Yes indeed. This was no mere jugglery of static-sized collections of things. I have pruned out about ten books (more to follow), along with about 30 DVDs and a large pile of games (subject to the Caped Gooseberry’s approval).

Anton Heinrich Dieffenbach - Tannenwald (1888)
Plenty more where these came from…
I also have a pile of DVDs to watch once more to see if they’re worth keeping, and a pile of books to read and then get rid of. Unless it turns out I’ve been missing something spectacular all the time they’ve been parked on my shelves gathering dust.

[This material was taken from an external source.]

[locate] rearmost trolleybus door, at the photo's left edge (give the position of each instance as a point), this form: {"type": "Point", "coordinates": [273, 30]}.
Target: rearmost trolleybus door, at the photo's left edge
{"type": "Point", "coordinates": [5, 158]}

But you know what? There’s still far too much stuff in this house. I don’t consider myself very materialistic, and I’m not a great shopper, but somehow the house is still full of stuff. Stuff that might be useful, or stuff that I should have used for something by now, surely, or stuff that someone gave me and I feel I ought to keep…

I find myself asking: how much of this stuff is here because I (or the Caped Gooseberry) actually want it to be? And what would happen if I got rid of all the rest?